ANSWERS: 8
  • A hysterectomy is the removal of the female reproductive system which includes the Uterus. No wonder why he can't find it. I would switch doctors if he can't figure that out.
  • During a hysterectomy, all or part of the uterus is removed. If you have no uterus, you cannot have children.
  • If don't have a uterus, you cannot have a baby. I have a feeling this is not a serious question.
  • No. Absolutely not. You can get pregnant at the drop of a hat after such a surgery, without even having intercourse. Hysterectomy's are a fertility treatment, used as a last resort by doctors because it makes women who have had them hyper-fertile and extremely susceptable to multiple births, with 4 to 6 children being the average. This is especially true if it was a radical hysterectomy accompanied by a complete excising of the vagina as well. In fact, women who have this surgery are often pregnant by the time they leave the operating room after surgery, and in any case before they reach the recovery room minutes later.
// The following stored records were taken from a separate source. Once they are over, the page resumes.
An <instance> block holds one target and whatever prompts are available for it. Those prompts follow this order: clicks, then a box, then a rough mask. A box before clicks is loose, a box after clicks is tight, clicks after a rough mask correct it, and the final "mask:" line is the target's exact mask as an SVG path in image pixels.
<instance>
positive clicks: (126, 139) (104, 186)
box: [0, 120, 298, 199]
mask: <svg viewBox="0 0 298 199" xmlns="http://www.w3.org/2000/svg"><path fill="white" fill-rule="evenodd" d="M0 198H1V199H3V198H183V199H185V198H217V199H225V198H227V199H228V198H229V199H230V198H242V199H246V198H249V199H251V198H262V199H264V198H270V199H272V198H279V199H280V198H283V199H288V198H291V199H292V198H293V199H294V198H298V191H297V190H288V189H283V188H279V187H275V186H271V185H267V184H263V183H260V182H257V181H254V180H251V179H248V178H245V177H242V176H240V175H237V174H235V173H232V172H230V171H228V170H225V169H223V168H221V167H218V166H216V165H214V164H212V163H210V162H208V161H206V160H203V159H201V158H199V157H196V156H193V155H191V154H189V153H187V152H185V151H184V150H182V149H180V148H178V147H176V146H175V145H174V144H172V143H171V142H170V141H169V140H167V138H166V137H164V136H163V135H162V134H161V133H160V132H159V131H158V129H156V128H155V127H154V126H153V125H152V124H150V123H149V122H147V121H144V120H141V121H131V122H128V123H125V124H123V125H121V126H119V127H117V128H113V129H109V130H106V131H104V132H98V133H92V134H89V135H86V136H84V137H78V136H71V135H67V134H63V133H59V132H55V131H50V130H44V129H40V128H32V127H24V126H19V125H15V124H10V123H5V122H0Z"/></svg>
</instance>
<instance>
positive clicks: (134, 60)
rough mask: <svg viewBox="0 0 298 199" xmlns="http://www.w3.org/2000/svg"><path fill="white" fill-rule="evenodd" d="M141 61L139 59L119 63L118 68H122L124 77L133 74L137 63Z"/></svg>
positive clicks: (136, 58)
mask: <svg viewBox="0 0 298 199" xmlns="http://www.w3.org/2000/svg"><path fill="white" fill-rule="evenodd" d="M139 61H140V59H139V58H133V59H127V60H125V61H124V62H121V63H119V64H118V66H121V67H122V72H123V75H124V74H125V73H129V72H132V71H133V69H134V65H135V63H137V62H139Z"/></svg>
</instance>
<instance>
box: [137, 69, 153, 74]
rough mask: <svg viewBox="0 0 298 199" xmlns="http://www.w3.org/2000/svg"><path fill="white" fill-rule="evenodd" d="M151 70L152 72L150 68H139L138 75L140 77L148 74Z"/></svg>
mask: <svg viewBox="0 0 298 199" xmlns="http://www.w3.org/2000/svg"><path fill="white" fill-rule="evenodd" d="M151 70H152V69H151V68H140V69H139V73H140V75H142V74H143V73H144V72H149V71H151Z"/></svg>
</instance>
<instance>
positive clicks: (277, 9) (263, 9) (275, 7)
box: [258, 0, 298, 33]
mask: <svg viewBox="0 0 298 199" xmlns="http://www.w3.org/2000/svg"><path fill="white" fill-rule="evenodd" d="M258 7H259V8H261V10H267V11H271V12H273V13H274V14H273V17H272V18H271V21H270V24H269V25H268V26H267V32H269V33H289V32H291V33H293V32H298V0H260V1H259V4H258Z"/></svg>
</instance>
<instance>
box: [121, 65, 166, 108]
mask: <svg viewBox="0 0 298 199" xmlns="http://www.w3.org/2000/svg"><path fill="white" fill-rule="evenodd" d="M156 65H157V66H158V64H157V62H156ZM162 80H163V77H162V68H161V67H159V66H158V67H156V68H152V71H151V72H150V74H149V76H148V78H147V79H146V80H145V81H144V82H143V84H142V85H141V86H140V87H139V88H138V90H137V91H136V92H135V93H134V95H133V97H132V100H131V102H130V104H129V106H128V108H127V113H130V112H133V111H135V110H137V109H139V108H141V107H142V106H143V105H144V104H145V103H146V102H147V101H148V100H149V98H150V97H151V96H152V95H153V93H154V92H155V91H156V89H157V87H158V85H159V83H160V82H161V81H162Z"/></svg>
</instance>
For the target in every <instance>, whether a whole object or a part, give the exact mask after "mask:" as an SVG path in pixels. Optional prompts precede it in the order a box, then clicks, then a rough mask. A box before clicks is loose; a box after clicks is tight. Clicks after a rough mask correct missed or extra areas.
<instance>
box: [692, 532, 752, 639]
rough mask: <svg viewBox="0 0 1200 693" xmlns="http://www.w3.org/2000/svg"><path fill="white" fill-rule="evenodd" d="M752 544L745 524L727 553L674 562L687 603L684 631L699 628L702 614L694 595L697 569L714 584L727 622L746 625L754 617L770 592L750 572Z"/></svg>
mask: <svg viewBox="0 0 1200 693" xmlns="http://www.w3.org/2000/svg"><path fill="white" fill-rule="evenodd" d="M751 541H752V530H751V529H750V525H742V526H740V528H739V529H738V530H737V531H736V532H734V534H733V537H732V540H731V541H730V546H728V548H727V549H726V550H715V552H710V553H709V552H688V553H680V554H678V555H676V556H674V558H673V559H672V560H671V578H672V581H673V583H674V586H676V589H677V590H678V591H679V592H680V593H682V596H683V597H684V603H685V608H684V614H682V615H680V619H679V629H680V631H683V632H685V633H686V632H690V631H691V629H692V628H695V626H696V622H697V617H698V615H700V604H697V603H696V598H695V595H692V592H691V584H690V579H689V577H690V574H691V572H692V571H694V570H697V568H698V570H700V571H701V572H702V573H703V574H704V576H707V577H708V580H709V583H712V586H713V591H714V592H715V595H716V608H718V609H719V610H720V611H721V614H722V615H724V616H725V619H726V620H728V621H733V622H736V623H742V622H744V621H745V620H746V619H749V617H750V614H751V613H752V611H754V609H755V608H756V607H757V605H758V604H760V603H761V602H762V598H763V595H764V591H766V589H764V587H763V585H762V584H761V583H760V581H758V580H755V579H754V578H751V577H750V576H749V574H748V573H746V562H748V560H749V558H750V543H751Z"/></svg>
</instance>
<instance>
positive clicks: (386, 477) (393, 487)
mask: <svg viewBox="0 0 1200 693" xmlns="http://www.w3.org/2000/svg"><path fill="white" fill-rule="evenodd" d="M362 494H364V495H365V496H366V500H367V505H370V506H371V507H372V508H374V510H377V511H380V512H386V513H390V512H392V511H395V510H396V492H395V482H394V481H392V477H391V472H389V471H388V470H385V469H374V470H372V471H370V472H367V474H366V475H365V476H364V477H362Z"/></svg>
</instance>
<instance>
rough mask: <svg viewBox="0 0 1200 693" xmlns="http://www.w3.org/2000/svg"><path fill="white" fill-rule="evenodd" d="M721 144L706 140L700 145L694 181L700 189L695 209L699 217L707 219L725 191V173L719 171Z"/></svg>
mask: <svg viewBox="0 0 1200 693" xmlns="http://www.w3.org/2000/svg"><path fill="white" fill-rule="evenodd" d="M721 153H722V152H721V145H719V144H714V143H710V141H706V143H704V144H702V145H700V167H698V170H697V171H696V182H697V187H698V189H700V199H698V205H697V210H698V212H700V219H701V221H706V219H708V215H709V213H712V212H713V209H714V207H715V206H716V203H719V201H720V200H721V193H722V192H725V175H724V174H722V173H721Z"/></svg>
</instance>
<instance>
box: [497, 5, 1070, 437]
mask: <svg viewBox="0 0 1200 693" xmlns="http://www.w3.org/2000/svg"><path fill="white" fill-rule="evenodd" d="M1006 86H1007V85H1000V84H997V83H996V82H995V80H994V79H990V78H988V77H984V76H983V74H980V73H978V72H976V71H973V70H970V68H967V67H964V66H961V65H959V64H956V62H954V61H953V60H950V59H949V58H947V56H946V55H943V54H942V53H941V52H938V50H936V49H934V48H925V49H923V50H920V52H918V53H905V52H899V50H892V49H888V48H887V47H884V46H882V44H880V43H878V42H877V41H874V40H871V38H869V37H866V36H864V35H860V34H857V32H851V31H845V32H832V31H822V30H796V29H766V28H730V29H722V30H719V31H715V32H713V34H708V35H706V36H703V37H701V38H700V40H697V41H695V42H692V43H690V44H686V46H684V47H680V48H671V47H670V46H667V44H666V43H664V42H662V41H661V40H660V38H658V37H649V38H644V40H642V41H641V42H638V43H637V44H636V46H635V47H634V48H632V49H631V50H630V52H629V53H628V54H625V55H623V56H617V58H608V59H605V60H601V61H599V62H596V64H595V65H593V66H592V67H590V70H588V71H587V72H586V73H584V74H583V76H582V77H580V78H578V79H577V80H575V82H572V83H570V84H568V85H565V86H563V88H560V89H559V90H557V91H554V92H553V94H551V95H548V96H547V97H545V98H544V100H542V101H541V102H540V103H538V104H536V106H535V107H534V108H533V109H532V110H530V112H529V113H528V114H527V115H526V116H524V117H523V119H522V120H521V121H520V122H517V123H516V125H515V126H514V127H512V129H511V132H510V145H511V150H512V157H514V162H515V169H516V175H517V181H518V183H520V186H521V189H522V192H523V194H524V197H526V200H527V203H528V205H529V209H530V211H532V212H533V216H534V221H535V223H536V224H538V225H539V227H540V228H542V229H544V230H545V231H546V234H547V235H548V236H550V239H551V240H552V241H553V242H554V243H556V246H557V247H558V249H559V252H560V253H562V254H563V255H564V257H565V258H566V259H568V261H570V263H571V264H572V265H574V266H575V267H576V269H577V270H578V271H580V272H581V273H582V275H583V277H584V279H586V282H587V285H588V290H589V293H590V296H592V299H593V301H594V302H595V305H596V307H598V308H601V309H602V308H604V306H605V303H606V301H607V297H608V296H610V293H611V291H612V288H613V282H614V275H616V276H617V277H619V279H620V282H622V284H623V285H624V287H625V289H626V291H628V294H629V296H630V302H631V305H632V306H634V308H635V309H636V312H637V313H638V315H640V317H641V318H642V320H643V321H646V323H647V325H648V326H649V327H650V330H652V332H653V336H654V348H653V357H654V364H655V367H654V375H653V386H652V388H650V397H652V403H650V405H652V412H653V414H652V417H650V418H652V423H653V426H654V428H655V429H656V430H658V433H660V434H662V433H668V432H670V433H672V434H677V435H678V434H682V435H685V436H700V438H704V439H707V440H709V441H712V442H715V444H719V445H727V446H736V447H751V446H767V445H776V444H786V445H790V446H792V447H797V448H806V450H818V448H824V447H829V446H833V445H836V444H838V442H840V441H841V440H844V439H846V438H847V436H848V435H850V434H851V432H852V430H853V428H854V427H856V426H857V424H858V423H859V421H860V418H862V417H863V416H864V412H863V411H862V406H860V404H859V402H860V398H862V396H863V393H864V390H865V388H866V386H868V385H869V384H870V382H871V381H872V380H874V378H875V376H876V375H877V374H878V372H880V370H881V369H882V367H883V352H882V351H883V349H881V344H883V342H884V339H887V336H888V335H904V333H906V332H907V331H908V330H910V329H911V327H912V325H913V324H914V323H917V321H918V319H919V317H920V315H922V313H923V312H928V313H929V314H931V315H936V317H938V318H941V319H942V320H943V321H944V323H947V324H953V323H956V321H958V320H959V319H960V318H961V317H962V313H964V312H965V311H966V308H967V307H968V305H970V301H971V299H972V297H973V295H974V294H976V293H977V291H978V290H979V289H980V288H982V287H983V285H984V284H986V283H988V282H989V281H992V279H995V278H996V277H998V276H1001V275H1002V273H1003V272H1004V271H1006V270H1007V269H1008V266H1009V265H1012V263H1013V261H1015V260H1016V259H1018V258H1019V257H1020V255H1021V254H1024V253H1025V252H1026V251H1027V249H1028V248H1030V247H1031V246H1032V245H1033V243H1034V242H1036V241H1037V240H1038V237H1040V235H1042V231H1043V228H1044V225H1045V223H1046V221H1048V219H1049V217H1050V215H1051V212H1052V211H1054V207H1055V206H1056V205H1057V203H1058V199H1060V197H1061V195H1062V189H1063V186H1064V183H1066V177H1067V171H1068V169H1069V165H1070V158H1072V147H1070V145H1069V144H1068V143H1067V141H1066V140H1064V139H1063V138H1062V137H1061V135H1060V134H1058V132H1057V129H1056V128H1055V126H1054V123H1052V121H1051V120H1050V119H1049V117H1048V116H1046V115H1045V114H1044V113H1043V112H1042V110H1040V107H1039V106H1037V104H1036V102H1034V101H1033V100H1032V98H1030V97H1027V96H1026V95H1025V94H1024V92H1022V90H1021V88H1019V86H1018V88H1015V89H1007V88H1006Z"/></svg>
  • I am at a loss as to how you could have gone through this procedure without knowing the following: Hysterectomy may be total (removing the body, fundus, and cervix of the uterus; often called "complete") or partial (removal of the uterine body but leaving the cervical stump, also called "supracervical"). If the doctor can't find your uterus it is because he doesn't remember where he left it. It certainly isn't in you. This question HAS to be a joke. Here are +5 assuming it is a joke. If it's not I'm taking them back.
  • If this is a real question you need to RUN fast and find you another doctor because yours is incompetant.
  • this has got to be a joke, if not i think you have issues for not understanding what a doctor was going to do to you
  • Oh, yes... It's VERY common. Your doctor can't find it because it probably went into one of those red "bio-hazard" bags, was sent to a disposal site, and incinerated. Removal of the uterus is what they do during a hysterectomy. As for giving birth later, forget it. Without the uterus, it's VERY, VERY, VERY (did I say VERY?) unlikely.